Jaécio Carlos*

Saúde, educação e segurança fazem parte das falações que os pretensos homens públicos mais gostam de citar nos discursos para chegar ao poder. Essa trilogia é antiga e fico pensando se não mais houvessem esses problemas, qual seria a tônica dos projetos para  as “mudanças” propostas por eles aos eleitores.

A cada dois anos a cena se repete e o povo fica esperando, acreditando que realmente tudo vai mudar. Saúde é importante? Sim, mas está cada vez mais difícil o povo ter acesso a hospitais e clinicas populares. Há anos que e assim e ninguém tem a coragem de, efetivamente, mudar esse quadro quando se elege. Mesmo porque tem que haver projetos que são discutidos e precisam de apoio da maioria dos parlamentares para que o executivo os aprove. E isso é tão difícil, quase impossível. Anos e anos é assim. A precariedade do serviço público e o alto preço da saúde particular afastam a população que tem que conviver com miséria e desespero.

Já o processo educacional é outro drama. Escolas públicas de ensino de péssima qualidade, agressão a professores por adolescentes mal educados e os baixos salários, provocam greves intermináveis.
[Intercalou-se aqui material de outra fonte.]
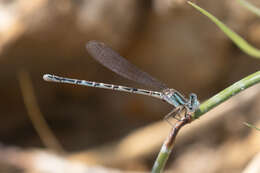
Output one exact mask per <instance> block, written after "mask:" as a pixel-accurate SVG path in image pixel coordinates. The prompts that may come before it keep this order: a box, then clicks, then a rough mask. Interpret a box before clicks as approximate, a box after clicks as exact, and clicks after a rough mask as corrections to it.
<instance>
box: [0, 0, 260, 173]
mask: <svg viewBox="0 0 260 173" xmlns="http://www.w3.org/2000/svg"><path fill="white" fill-rule="evenodd" d="M248 1H249V0H248ZM250 2H252V3H254V4H255V5H258V6H260V3H259V1H258V0H250ZM196 3H197V4H199V5H200V6H202V7H203V8H205V9H207V10H208V11H210V12H212V13H213V14H214V15H216V16H217V17H218V18H219V19H221V20H222V21H223V22H224V23H226V24H227V25H228V26H230V27H231V28H232V29H234V30H235V31H236V32H238V33H239V34H240V35H242V36H243V37H244V38H245V39H246V40H248V41H249V42H250V43H251V44H253V45H254V46H256V47H258V48H259V47H260V32H258V31H259V28H260V25H259V24H260V23H259V18H257V17H256V16H254V15H253V14H251V13H250V12H248V11H247V10H245V9H244V8H243V7H241V6H240V5H239V4H238V3H237V2H236V1H235V0H234V1H231V0H230V1H225V0H219V1H206V0H197V1H196ZM93 39H94V40H99V41H102V42H105V43H106V44H108V45H110V46H111V47H112V48H113V49H115V50H117V51H118V52H120V54H122V55H123V56H125V57H126V58H127V59H128V60H129V61H131V62H133V63H134V64H136V65H137V66H138V67H140V68H141V69H143V70H144V71H147V72H148V73H150V74H152V75H154V76H155V77H156V78H158V79H161V80H162V81H163V82H165V83H166V84H168V86H169V87H173V88H176V89H178V90H179V91H180V92H182V93H184V94H185V95H187V94H188V93H190V92H195V93H197V94H198V95H199V98H200V99H201V101H203V100H205V99H207V98H209V97H211V96H213V95H214V94H216V93H217V92H219V91H221V90H222V89H224V88H225V87H227V86H229V85H231V84H232V83H234V82H236V81H237V80H239V79H241V78H242V77H245V76H247V75H249V74H251V73H253V72H255V71H258V70H259V67H260V65H259V63H260V62H259V60H256V59H253V58H250V57H248V56H247V55H245V54H244V53H242V52H241V51H240V50H239V49H238V48H237V47H236V46H234V45H233V44H232V42H231V41H230V40H228V39H227V38H226V37H225V35H224V34H223V33H222V32H221V31H219V30H218V29H217V28H216V27H215V25H214V24H212V23H211V22H210V21H208V19H207V18H205V17H204V16H202V15H200V14H199V13H198V12H196V11H195V10H194V9H192V8H191V7H189V6H188V5H187V4H186V2H185V1H184V0H176V1H170V0H153V1H139V0H124V1H120V0H77V1H70V0H60V1H55V0H35V1H23V0H16V1H10V0H3V1H0V79H1V85H0V87H1V88H0V96H1V98H2V99H0V105H1V106H0V107H1V115H2V116H1V121H0V122H1V124H0V143H2V145H1V147H0V172H4V173H13V172H27V173H29V172H34V173H59V172H68V173H69V172H74V173H80V172H84V173H86V172H93V173H95V172H127V170H131V171H133V172H135V171H140V172H148V171H149V170H150V169H151V167H152V164H153V161H154V160H155V158H156V155H157V153H158V152H159V150H160V146H161V145H162V142H163V140H164V139H165V137H166V136H167V135H168V133H169V130H170V126H169V125H168V124H167V123H166V122H164V121H160V120H161V119H162V118H163V116H164V115H166V114H167V112H168V111H169V110H170V109H171V108H170V106H167V104H165V103H162V102H160V101H158V100H156V99H152V98H149V97H148V98H147V97H145V96H137V95H130V94H125V93H116V92H113V91H106V90H101V89H94V88H85V87H77V86H69V85H58V84H53V83H46V82H44V81H43V80H42V75H43V74H44V73H54V74H57V75H65V76H68V77H73V78H80V79H86V80H92V81H99V82H105V83H115V84H123V85H129V86H136V85H135V84H133V83H131V82H129V81H127V80H125V79H122V78H121V77H118V76H117V75H115V74H114V73H112V72H110V71H108V70H107V69H105V68H104V67H102V66H101V65H99V64H98V63H96V62H95V61H94V60H92V59H91V58H90V56H89V55H88V54H87V52H86V50H85V43H86V42H87V41H88V40H93ZM21 71H23V72H24V73H23V74H27V75H25V76H27V78H26V77H24V76H23V75H22V76H21V75H19V74H21ZM137 86H138V87H140V86H139V85H137ZM259 100H260V89H259V86H255V87H253V88H250V89H248V90H246V91H244V92H243V93H241V94H240V95H238V96H236V97H234V98H232V99H230V100H229V101H228V102H225V103H224V104H222V105H221V106H219V107H217V108H216V109H214V110H212V111H211V112H209V113H207V114H206V115H204V116H203V117H202V118H200V119H199V120H197V121H195V122H194V123H192V124H190V125H189V126H188V127H186V128H184V129H183V130H182V131H181V132H180V134H179V136H178V137H177V141H176V146H175V150H174V152H173V154H172V157H171V158H170V159H169V162H168V163H167V170H169V172H178V173H186V172H191V171H192V172H193V173H196V172H212V173H213V172H216V173H220V172H223V173H224V172H229V173H232V172H234V173H235V172H243V171H244V173H248V172H250V173H254V172H253V169H255V170H256V172H260V171H259V168H257V165H260V163H259V162H260V161H259V149H260V147H259V146H260V140H259V139H260V136H259V135H260V132H259V131H256V130H254V129H250V128H248V127H246V126H244V125H243V122H249V123H252V124H254V125H256V126H258V127H260V121H259V115H260V101H259ZM257 163H258V164H257Z"/></svg>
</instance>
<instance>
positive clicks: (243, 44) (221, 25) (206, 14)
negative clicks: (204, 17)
mask: <svg viewBox="0 0 260 173" xmlns="http://www.w3.org/2000/svg"><path fill="white" fill-rule="evenodd" d="M188 3H189V4H190V5H191V6H192V7H194V8H195V9H197V10H198V11H199V12H201V13H202V14H204V15H205V16H207V17H208V18H209V19H210V20H211V21H212V22H214V23H215V24H216V25H217V26H218V27H219V28H220V29H221V30H222V31H223V32H224V33H225V34H226V35H227V36H228V37H229V38H230V39H231V40H232V41H233V42H234V43H235V44H236V45H237V46H238V47H239V48H240V49H241V50H242V51H244V52H245V53H247V54H248V55H250V56H252V57H255V58H260V50H259V49H257V48H255V47H253V46H251V45H250V44H249V43H248V42H247V41H246V40H244V39H243V38H242V37H240V36H239V35H238V34H237V33H235V32H234V31H232V30H231V29H230V28H228V27H227V26H226V25H225V24H224V23H222V22H221V21H220V20H219V19H217V18H216V17H215V16H213V15H212V14H210V13H209V12H207V11H206V10H204V9H203V8H201V7H199V6H198V5H196V4H194V3H192V2H190V1H188Z"/></svg>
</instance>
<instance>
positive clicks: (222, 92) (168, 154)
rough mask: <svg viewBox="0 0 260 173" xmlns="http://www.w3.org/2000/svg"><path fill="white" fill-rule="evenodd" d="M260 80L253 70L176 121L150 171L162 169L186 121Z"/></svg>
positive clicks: (186, 123) (189, 119)
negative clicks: (240, 79) (189, 113)
mask: <svg viewBox="0 0 260 173" xmlns="http://www.w3.org/2000/svg"><path fill="white" fill-rule="evenodd" d="M259 82H260V71H258V72H255V73H253V74H251V75H249V76H247V77H245V78H243V79H241V80H240V81H238V82H236V83H234V84H233V85H231V86H230V87H228V88H226V89H224V90H223V91H221V92H220V93H218V94H216V95H215V96H213V97H211V98H210V99H208V100H207V101H205V102H204V103H202V104H201V105H200V107H199V108H198V110H197V111H196V112H195V113H194V114H193V115H192V116H191V119H184V120H186V121H183V120H182V121H180V122H178V123H177V124H176V125H175V127H174V128H173V129H172V131H171V133H170V134H169V136H168V137H167V139H166V140H165V142H164V144H163V146H162V148H161V150H160V152H159V154H158V156H157V159H156V161H155V163H154V165H153V169H152V171H151V172H152V173H161V172H162V171H163V169H164V166H165V164H166V162H167V160H168V158H169V156H170V154H171V152H172V149H173V147H174V141H175V138H176V135H177V133H178V132H179V130H180V128H181V127H183V126H184V125H186V124H187V123H190V122H191V121H193V120H195V119H197V118H199V117H200V116H202V115H203V114H205V113H207V112H208V111H209V110H211V109H213V108H214V107H216V106H218V105H219V104H221V103H223V102H224V101H226V100H227V99H229V98H230V97H232V96H234V95H236V94H238V93H239V92H241V91H243V90H245V89H247V88H249V87H251V86H253V85H256V84H257V83H259Z"/></svg>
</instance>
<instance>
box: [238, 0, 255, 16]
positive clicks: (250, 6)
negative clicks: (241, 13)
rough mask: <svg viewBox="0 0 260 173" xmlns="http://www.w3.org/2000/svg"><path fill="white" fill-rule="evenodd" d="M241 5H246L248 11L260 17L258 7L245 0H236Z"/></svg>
mask: <svg viewBox="0 0 260 173" xmlns="http://www.w3.org/2000/svg"><path fill="white" fill-rule="evenodd" d="M237 1H238V2H239V3H240V4H241V5H242V6H244V7H246V8H247V9H248V10H249V11H251V12H252V13H254V14H256V15H257V16H259V17H260V9H259V8H257V7H255V6H254V5H252V4H250V3H249V2H247V1H245V0H237Z"/></svg>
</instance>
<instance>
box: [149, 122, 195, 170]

Passam governos e nada muda. A formação do nosso povo é triste, de dar dó e isso reflete nos ações pífias dos gestores que assumem postos na administração pública. E mais importante construir escolas do que presídios, mas dotar essas unidades não só de beleza arquitetônica, mas de conteúudo, com disciplina, educação e organização administrativa com pessoal qualificado. Todo mundo sabe que deve ser assim, mas é melhor reclamar do que fazer.

No segmento segurança é onde mora o pecado mais doloroso.O despreparo ds corporações e a falta de compromisso com a comunidade planta medo e insegurança na sociedade. Presídios superlotados transformam-se em caldeirão de desumanidade. Ninguém quer ficar nesses lugares e os mais espertos cavam túneis pra fugir, que ninguém vê. A gestão dos presidios, em geral, é ultrapassada. Não há inovação e ninguém tem a força pra mudar, botando os prisioneiros pra trabalhar. A ociosidade é um perigo explosivo cheia de mentes vazias. Gasta-se muito dinheiro pra manter esse pessoal aprisionado, com ajuda financeira extensiva a seus familiares, refeiçoes e outros beneficios que, em muito, os diferenciam dos trabalhadores do lado de cá do muro.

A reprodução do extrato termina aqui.